Now that the anti-profit law is a reality, there is no need to dwell on whether it should have been passed as a law. I am writing on how to soften the blow of this law on our economy.
The provision of law as in Section 171 of the GST (Goods and Services Tax) Act enables the central government to constitute an authority to monitor the prices for goods and services following introduction of GST. This is to ensure the benefit of reduction of tax or benefit in input credit is passed on to consumers in the form of commensurate reduction of prices. This job has been given to the Central Board of Excise and Customs (CBEC), the right authority to ensure uniformity.
The crucial word in the Section 171 is ‘commensurate’, which does not exactly mean equal or equivalent. They are similar words, no doubt, but not the same. So, it means when the rate of duty has fallen by four per cent, the price reduction may not be the same four per cent but commensurate, which allows taking into account the circumstances. Such circumstances are the following.
So far, of the 1,211 items for which rates have been fixed, 17 per cent are at the lower rate of 12 per cent. Along with five per cent and exempted rates, those where rates have got reduced are about 20 per cent of goods. So, for 80 per cent of goods, the rates have increased. So, the task for keeping a watch on prices is not as widespread as one would assume.
To ensure this, CBEC must begin with the manufacturers, not the traders.

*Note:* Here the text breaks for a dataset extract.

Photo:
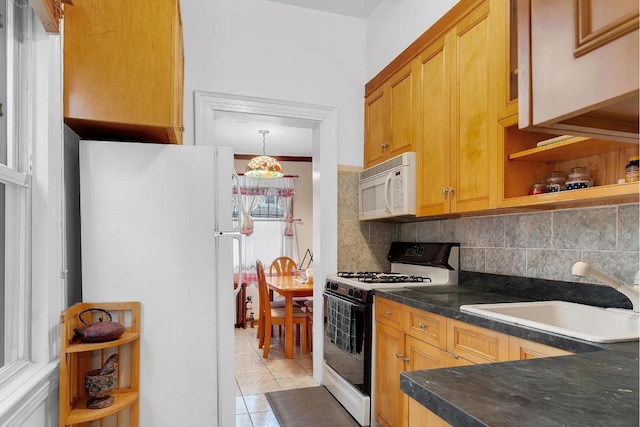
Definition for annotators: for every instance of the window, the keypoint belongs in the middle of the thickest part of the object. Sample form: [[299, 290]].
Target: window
[[15, 211], [271, 207]]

Unless manufacturers reduce the price, the traders cannot. And, if it is a case of a manufacturer making several products, where some have faced higher and some lower duty, then the net has to be worked out. A manufacturer will say he cannot be made to suffer a loss by not being allowed an adjustment.
To give an example, the duty on detergents has gone up from 20 to 28 per cent but that on soap has come down from 21- 24 per cent to 18 per cent. So, the owner of a factory manufacturing both would surely argue the price will be reduced or increased according to the total gain or loss of the whole factory. A company may have three factories, like Hindustan Lever making soaps and detergents, and the company will surely like to combine the losses or gains in all the factories. So, it should be combined, not factory-wise but company-wise.

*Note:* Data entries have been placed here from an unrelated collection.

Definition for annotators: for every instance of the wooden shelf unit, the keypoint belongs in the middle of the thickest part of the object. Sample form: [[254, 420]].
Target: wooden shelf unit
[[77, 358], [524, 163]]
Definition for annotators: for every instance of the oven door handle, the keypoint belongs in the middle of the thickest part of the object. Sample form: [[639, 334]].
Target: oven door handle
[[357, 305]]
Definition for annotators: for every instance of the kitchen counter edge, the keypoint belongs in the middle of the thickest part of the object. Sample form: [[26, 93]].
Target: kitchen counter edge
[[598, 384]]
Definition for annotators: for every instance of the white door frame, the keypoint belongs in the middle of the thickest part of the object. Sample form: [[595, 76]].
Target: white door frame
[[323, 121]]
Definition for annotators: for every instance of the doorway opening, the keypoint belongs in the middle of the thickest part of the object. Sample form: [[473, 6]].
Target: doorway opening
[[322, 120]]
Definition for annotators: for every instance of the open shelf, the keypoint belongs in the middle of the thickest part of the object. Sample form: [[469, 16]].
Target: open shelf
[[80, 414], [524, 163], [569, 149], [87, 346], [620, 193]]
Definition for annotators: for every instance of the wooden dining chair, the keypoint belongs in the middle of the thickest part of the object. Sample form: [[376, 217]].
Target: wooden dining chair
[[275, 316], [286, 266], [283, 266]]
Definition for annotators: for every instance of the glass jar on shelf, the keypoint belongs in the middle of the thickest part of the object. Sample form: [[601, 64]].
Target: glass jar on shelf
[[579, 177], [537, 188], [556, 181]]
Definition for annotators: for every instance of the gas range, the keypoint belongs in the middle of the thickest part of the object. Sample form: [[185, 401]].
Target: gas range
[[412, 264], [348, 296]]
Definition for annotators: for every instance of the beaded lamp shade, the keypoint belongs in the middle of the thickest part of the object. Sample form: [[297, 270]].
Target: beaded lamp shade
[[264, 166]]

For retailers, the situation is more complex. Manufacturers sell to wholesalers, who sell to smaller wholesalers, who sell to retailers. At each stage, there is a commission. Ultimately, the retailer has to take into account all these commissions. Just because the duty has gone down by, say, four per cent, they cannot reduce by four per cent. They are also bound by the MRP (Maximum Retail Price). So long as they sell within the MRP, they cannot be faulted.
And, they sell so many things in one shop. Soap, toothpaste, ice-cream, hair oil and adhesives are items where duty has gone down; it has gone up for shampoo, coffee, detergents, tea, some hair oils, some cold drinks. So, retailers selling all these will also ask for adjustments, which should be allowed. Otherwise, there will be unfairness and litigation.
Conclusion: Having passed a retrograde law, the only way for the government to mitigate its impact is to make rules which will be followed by CBEC. Without the rules, the officers can go haywire and ruin the GST party. CBEC must consult industry and trade associations like Confederation of Indian Industry, Ficci, etc, and so formulate the rules to make these more user-friendly.
Rules should have the following attributes:
1. Rules must clearly say commensurate is not equal
2. Commensurate should take into account all increases and decreases of duty in a company on a combined basis, not item-wise.
3. Rules must be liberally, not strictly interpreted
If this is done, the rigours of this draconian law will be mitigated.